I used to love Animal Planet. Because I'm like a 5-year-old, and anything with four legs, fur and a wet snout makes me giggle. But National Geographic? I would liken it to sort of an R-rated Disney Channel. There's always gazelles being eaten by lions and elephants dying. Or small rodents being clawed away by vultures. And nobody helps them. I mean, come on, you're a camera crew. And do you see that gazelle? See him prancing through the desert, all happy-like? And alive? He doesn't want to die. Shoo the lions away or something, God. Don't film the attack. And then show it to me.

Animal Planet was nice. Brad Pitt helped raise baby bears. Jeff Corwin played with lizards. And Steve Irwin coined the phrase, "Crikey!" It was happy. But then Steve Irwin died. And next thing I know, I'm watching a show today called "Meerkat Manor." And it looks cute because, hi, it's like meerkat reality TV. It follows a family of meerkats called the Whiskers. And they're cute, and tip-toe-y, and have little arms and legs. And suddenly I love them, because meerkats, people? They are so precious.
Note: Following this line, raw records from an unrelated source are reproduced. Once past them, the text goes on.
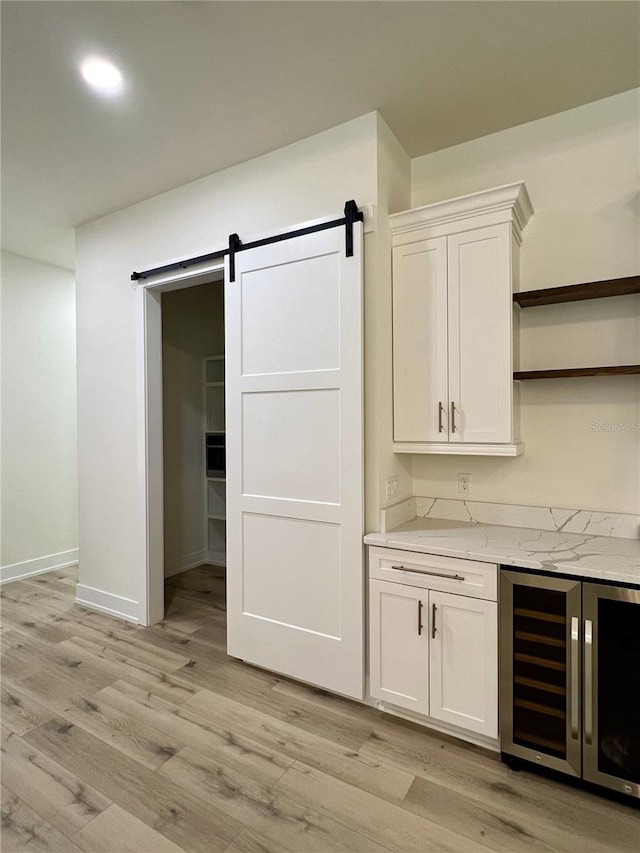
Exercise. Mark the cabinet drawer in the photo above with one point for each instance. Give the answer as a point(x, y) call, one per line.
point(447, 574)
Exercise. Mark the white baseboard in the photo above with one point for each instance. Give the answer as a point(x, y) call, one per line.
point(216, 558)
point(107, 602)
point(186, 562)
point(28, 568)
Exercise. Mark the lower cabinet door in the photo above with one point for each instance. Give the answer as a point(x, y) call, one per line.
point(464, 662)
point(398, 645)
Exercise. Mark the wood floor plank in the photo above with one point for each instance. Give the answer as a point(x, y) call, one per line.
point(316, 748)
point(169, 685)
point(21, 713)
point(474, 772)
point(519, 830)
point(155, 800)
point(56, 687)
point(57, 795)
point(278, 820)
point(24, 830)
point(122, 731)
point(117, 831)
point(382, 822)
point(242, 684)
point(261, 764)
point(176, 721)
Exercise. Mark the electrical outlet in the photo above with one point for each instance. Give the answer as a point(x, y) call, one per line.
point(464, 483)
point(392, 487)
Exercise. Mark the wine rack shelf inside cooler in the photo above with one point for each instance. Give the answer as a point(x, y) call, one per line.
point(539, 669)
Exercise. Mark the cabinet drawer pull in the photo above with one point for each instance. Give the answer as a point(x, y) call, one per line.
point(432, 574)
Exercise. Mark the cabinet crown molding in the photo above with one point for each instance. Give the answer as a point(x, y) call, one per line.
point(506, 204)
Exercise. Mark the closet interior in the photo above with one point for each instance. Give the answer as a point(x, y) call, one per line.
point(193, 379)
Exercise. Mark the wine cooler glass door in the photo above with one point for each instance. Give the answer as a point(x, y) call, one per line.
point(540, 670)
point(611, 737)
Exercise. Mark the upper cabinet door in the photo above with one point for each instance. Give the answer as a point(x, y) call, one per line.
point(453, 268)
point(480, 371)
point(293, 325)
point(419, 341)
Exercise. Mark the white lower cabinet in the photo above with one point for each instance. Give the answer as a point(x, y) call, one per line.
point(432, 652)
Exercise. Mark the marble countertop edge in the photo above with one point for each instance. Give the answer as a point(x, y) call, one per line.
point(579, 554)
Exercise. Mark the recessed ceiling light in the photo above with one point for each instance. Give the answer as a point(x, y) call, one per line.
point(101, 74)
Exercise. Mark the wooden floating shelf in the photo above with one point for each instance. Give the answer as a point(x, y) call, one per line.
point(577, 292)
point(571, 372)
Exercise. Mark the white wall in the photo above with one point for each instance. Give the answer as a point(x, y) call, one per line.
point(394, 194)
point(581, 170)
point(39, 471)
point(192, 328)
point(310, 179)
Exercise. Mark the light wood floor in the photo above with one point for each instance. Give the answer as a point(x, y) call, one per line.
point(118, 739)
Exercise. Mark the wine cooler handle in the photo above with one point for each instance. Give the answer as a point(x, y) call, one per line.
point(588, 681)
point(575, 668)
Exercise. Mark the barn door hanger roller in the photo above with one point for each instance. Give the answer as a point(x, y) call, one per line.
point(351, 215)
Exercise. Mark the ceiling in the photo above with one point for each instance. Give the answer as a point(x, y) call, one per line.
point(212, 84)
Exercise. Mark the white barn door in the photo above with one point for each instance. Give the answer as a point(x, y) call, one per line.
point(293, 320)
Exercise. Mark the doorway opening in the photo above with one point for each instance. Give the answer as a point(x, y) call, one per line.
point(181, 377)
point(194, 458)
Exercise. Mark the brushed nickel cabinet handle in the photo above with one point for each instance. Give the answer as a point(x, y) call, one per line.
point(588, 681)
point(431, 574)
point(575, 663)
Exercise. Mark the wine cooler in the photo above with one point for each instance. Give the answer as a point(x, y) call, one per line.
point(570, 677)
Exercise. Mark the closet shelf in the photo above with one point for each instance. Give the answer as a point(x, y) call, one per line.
point(571, 372)
point(577, 292)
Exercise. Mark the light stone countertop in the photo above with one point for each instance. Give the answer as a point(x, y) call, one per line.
point(587, 556)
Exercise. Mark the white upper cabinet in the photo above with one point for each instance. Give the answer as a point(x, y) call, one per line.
point(454, 265)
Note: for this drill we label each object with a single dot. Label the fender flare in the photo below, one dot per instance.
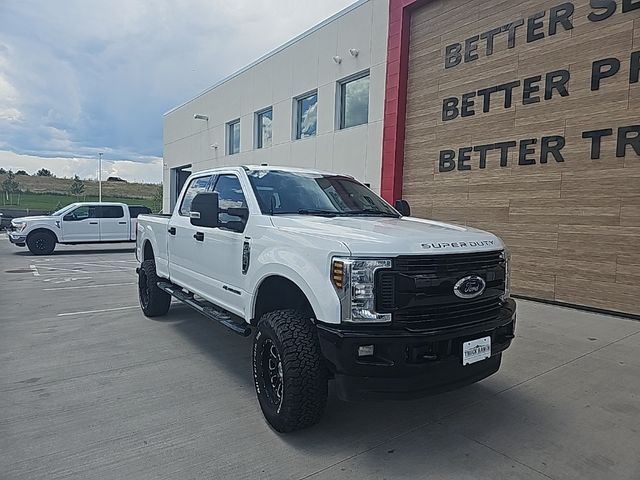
(326, 311)
(44, 227)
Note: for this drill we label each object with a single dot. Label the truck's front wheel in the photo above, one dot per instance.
(288, 370)
(153, 301)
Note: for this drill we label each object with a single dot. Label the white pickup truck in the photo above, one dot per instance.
(337, 284)
(87, 222)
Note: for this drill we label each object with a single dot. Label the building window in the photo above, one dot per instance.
(233, 137)
(307, 115)
(354, 101)
(263, 128)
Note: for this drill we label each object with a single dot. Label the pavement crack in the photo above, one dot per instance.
(509, 457)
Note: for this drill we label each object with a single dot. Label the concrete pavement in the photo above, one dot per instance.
(90, 388)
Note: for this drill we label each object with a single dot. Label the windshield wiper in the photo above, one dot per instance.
(371, 211)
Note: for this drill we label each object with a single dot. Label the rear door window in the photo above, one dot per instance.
(110, 211)
(82, 213)
(230, 195)
(197, 185)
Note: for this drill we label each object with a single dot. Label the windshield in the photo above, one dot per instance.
(63, 210)
(281, 193)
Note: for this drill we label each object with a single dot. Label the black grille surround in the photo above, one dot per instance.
(419, 290)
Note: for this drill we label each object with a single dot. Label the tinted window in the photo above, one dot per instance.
(82, 213)
(307, 116)
(135, 211)
(308, 194)
(230, 195)
(111, 211)
(197, 185)
(354, 102)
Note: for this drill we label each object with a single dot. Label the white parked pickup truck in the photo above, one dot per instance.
(337, 284)
(77, 223)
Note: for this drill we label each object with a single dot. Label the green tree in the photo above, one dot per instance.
(157, 199)
(10, 186)
(77, 187)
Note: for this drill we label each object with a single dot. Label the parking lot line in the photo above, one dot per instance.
(88, 286)
(98, 311)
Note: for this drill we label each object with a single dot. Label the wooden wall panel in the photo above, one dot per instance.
(573, 227)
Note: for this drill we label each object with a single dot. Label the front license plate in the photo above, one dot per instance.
(476, 350)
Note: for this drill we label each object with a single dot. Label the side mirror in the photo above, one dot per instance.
(205, 210)
(403, 207)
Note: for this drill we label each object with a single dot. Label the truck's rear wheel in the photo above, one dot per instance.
(288, 370)
(41, 243)
(153, 301)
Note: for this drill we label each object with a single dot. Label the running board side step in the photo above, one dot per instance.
(228, 319)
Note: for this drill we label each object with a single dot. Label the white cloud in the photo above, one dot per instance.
(148, 172)
(81, 77)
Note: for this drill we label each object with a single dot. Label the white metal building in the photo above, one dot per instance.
(316, 101)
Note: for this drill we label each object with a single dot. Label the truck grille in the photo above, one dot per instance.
(418, 290)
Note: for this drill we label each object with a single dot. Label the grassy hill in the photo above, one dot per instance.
(49, 193)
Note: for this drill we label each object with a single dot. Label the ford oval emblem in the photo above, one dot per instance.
(469, 287)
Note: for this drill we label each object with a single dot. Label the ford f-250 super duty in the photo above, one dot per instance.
(84, 222)
(337, 284)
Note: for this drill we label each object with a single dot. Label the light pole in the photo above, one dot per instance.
(100, 178)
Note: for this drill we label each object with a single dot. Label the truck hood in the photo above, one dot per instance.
(35, 218)
(382, 236)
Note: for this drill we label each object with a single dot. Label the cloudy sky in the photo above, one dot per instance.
(78, 77)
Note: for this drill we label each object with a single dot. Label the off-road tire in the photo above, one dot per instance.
(153, 301)
(304, 376)
(41, 243)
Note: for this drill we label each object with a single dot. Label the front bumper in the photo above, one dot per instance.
(17, 239)
(409, 364)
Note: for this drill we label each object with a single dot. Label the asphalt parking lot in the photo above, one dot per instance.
(90, 388)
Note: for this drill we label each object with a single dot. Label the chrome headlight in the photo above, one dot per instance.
(506, 257)
(354, 280)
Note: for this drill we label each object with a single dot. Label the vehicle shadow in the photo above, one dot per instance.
(58, 253)
(346, 423)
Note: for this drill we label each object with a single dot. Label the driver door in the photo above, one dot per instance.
(217, 259)
(81, 225)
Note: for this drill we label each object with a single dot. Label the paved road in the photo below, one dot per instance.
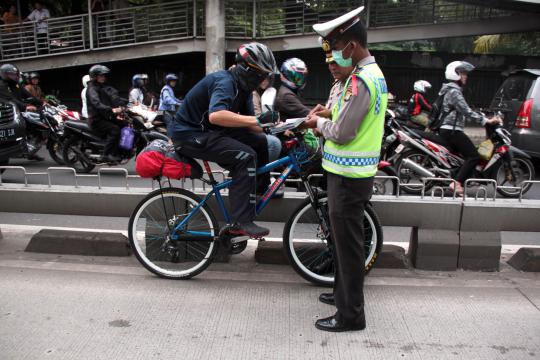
(72, 307)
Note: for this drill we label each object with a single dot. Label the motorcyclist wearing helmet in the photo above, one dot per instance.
(11, 90)
(167, 101)
(288, 102)
(33, 86)
(136, 94)
(419, 108)
(455, 111)
(103, 104)
(217, 123)
(84, 110)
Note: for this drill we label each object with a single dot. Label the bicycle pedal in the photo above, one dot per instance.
(238, 239)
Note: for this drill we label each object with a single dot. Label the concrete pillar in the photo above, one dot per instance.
(215, 35)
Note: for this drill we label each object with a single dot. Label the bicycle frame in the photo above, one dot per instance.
(291, 163)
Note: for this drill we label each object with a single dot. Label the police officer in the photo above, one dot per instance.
(351, 154)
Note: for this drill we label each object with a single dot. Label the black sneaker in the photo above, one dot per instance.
(36, 157)
(248, 229)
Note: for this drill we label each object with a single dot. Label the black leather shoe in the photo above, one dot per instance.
(331, 324)
(327, 298)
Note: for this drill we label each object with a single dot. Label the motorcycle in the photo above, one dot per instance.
(44, 127)
(426, 155)
(83, 150)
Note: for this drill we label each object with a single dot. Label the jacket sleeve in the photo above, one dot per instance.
(461, 106)
(93, 100)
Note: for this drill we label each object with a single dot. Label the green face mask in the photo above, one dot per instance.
(338, 57)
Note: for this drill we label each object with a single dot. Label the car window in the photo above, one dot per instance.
(515, 88)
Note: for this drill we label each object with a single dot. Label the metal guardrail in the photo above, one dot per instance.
(244, 19)
(480, 191)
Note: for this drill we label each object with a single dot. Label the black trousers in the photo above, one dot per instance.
(238, 151)
(110, 131)
(347, 199)
(466, 148)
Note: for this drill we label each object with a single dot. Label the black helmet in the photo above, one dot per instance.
(254, 63)
(98, 70)
(9, 73)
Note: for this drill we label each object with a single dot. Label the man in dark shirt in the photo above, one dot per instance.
(217, 123)
(10, 90)
(103, 104)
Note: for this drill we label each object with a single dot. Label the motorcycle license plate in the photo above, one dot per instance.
(5, 134)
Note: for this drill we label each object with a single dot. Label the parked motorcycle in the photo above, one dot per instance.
(426, 155)
(83, 150)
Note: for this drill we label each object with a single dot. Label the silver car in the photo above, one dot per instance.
(519, 99)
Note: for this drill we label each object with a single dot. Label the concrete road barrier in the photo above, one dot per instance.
(79, 243)
(526, 259)
(448, 233)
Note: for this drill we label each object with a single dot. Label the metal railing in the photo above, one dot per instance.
(383, 13)
(245, 19)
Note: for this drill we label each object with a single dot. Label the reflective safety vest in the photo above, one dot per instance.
(359, 158)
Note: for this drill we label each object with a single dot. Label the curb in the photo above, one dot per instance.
(85, 243)
(271, 252)
(526, 259)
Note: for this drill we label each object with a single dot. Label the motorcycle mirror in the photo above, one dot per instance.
(268, 98)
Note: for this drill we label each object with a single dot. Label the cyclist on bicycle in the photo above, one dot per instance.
(217, 123)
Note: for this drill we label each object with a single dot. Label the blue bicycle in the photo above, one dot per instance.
(175, 234)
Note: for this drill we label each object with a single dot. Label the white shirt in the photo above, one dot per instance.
(84, 110)
(38, 16)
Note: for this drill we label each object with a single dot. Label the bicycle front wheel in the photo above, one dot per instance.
(165, 248)
(309, 247)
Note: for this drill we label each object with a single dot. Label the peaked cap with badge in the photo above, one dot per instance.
(331, 31)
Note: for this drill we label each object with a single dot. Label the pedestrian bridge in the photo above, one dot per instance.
(180, 27)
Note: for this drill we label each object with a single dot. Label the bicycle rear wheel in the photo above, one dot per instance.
(165, 251)
(310, 250)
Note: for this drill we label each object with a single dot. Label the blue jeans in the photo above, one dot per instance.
(274, 147)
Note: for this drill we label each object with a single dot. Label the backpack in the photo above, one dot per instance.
(437, 115)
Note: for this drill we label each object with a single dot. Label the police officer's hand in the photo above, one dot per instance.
(268, 117)
(310, 123)
(317, 109)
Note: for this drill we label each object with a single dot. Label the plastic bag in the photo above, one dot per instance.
(485, 149)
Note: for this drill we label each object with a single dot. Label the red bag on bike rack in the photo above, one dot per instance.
(159, 159)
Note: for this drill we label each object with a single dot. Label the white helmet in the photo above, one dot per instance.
(86, 79)
(455, 67)
(422, 86)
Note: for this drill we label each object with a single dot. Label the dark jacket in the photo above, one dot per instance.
(14, 93)
(101, 99)
(289, 105)
(456, 108)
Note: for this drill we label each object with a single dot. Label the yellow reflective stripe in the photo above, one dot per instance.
(350, 169)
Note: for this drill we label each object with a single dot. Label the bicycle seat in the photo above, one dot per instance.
(196, 168)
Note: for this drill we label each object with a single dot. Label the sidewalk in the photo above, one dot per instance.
(111, 308)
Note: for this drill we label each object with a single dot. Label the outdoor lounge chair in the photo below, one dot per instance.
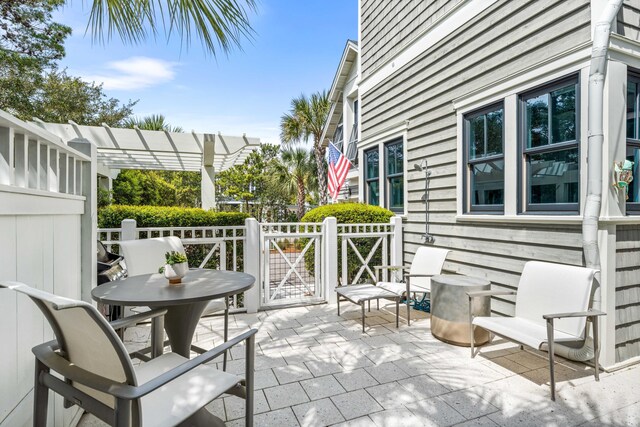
(146, 256)
(427, 262)
(547, 292)
(98, 375)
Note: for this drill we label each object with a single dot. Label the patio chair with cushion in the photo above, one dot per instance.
(88, 365)
(146, 256)
(426, 263)
(552, 306)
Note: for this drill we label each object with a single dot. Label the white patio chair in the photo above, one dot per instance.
(427, 262)
(546, 292)
(92, 370)
(146, 256)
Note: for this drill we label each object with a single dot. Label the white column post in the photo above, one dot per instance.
(396, 243)
(89, 219)
(208, 188)
(128, 227)
(330, 259)
(252, 263)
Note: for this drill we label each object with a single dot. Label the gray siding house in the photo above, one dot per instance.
(491, 97)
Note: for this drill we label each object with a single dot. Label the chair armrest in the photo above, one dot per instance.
(475, 294)
(391, 267)
(126, 321)
(588, 313)
(46, 353)
(131, 392)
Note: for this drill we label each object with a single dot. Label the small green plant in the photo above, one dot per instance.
(172, 258)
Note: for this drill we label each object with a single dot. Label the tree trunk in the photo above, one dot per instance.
(301, 197)
(319, 152)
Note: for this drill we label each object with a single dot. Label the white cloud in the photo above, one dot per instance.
(133, 73)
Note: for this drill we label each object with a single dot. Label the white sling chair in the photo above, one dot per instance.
(94, 371)
(146, 256)
(427, 262)
(552, 306)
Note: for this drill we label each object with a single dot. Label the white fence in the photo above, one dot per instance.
(294, 263)
(47, 194)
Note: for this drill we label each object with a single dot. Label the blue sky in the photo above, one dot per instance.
(296, 49)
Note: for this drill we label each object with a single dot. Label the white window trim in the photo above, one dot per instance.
(508, 92)
(380, 139)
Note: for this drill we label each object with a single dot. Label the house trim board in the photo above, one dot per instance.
(448, 23)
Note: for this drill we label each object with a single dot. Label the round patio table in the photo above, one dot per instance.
(184, 302)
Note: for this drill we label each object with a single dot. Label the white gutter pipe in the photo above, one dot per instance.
(595, 142)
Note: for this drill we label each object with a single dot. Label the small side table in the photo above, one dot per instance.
(450, 308)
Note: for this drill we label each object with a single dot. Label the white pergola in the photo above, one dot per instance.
(120, 148)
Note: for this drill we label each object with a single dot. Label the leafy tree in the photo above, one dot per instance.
(298, 174)
(306, 120)
(252, 182)
(28, 37)
(152, 122)
(219, 24)
(62, 97)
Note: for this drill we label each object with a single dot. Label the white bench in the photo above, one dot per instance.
(359, 294)
(552, 306)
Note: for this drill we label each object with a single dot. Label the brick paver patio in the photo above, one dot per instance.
(314, 368)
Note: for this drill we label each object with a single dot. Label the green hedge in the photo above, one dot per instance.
(162, 216)
(350, 213)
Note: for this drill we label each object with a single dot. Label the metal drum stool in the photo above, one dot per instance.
(450, 308)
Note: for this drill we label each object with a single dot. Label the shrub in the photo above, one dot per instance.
(350, 213)
(161, 216)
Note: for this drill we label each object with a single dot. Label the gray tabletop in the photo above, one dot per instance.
(153, 290)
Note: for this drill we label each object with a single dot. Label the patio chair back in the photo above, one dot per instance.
(146, 256)
(427, 261)
(554, 288)
(85, 338)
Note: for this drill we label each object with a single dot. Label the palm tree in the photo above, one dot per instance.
(297, 173)
(152, 122)
(219, 24)
(305, 120)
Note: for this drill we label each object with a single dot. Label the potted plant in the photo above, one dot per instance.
(175, 267)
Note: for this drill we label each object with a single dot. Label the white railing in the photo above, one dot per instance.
(34, 159)
(218, 247)
(372, 244)
(293, 262)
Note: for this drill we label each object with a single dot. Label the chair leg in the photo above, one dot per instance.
(596, 347)
(40, 397)
(552, 379)
(472, 342)
(226, 333)
(249, 402)
(397, 312)
(123, 413)
(157, 336)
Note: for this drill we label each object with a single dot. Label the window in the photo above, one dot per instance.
(484, 151)
(394, 173)
(549, 143)
(633, 140)
(371, 177)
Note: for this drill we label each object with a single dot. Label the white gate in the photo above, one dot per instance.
(292, 262)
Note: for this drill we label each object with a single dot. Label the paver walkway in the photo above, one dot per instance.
(314, 368)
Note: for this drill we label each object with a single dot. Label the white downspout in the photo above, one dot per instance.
(598, 67)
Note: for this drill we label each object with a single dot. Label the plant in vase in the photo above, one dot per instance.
(175, 267)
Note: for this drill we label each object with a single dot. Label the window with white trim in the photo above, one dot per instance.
(633, 140)
(484, 157)
(372, 177)
(549, 135)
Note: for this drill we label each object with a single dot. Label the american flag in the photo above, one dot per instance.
(338, 169)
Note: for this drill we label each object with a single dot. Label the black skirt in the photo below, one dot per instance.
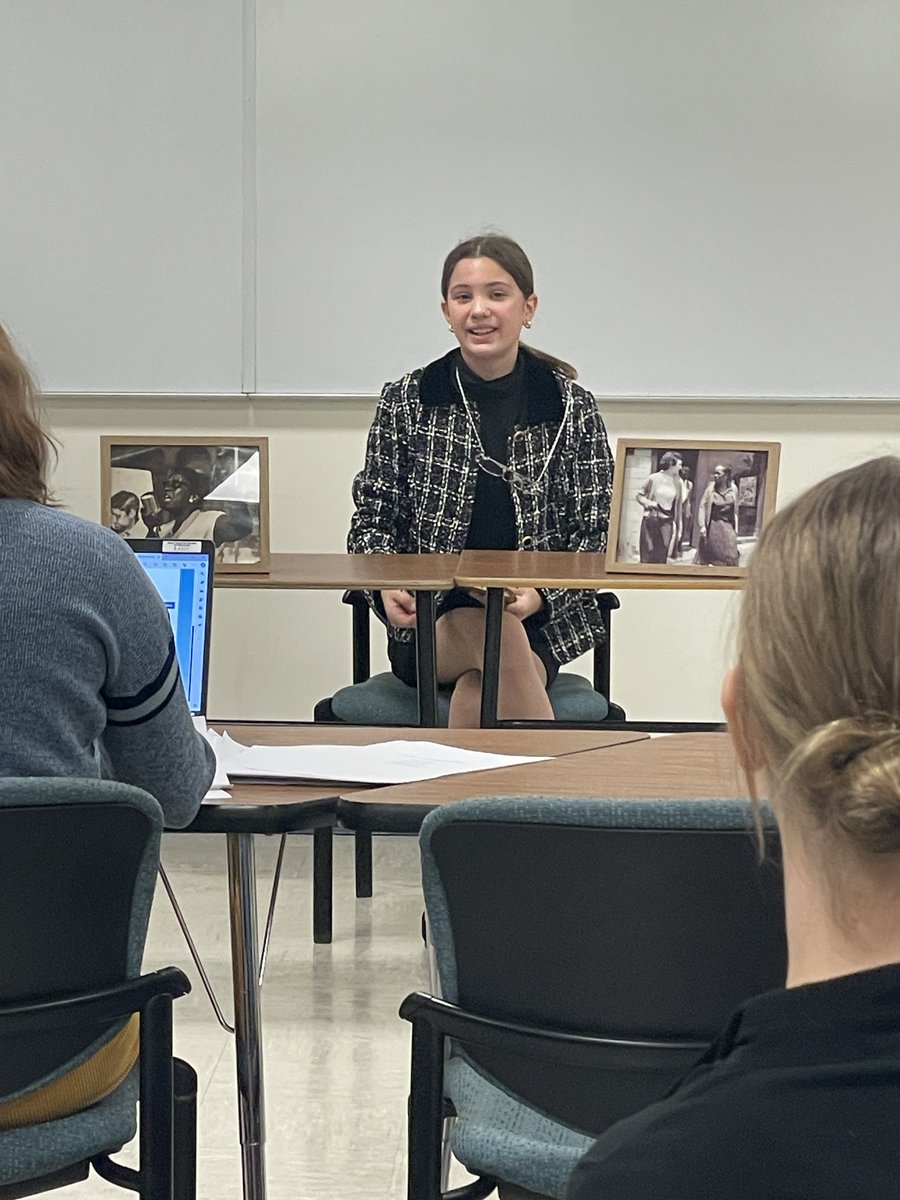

And mama meerkat is named Flower, and isn't that pleasant? And her children play rough and tumble and scavenge for critters and dig holes. But then the music goes dark. And Flower's son named Shakespeare? He gets bitten by a poisonous snake. Twice. And he scampers off, injured. And he whimpers. And he lays down because he's losing strength. And the horrible voiceover reminds us that, "Shakespeare's body is filled with venom. His strength is weakening. He'll be lucky to make it home by dark. And survive." And the whole time? He's being filmed, slowly dying. And limping. While his family goes on running willy nilly through the desert without him. Like a soldier left behind.

And then? There's a glimmer of hope. Shakespeare makes it back to the burrows. And he crawls inside, assumedly safe. And curls into a ball. Before the voiceover reminds us, "Even breathing takes too much energy for the weakened Shakespeare. He won't make it through the night." And the camera pans over Shakespeare's shivering body. His eyes open. His small, dying belly rising and falling with each final breath.

WHAT THE HELL, PEOPLE? Like I needed to see that. Like little Shakespeare had to suffer and die on FILM. Aired on a Monday afternoon when small, fragile people (LIKE MYSELF) could be watching. It sort of made me ill. And sad. And now I won't to start a relief fund for the poor Whiskers family because next week?

"Flowers babies go out in the world for the first time. Only one in four have a chance in surviving two days."

And the screen fades out as clumsy, furry Whiskers babies bumble through the desert on their own. Likely going to be eaten by an eagle. Or something. And we'll all watch it happen on Animal Planet to the crescendo of a dramatic soundtrack.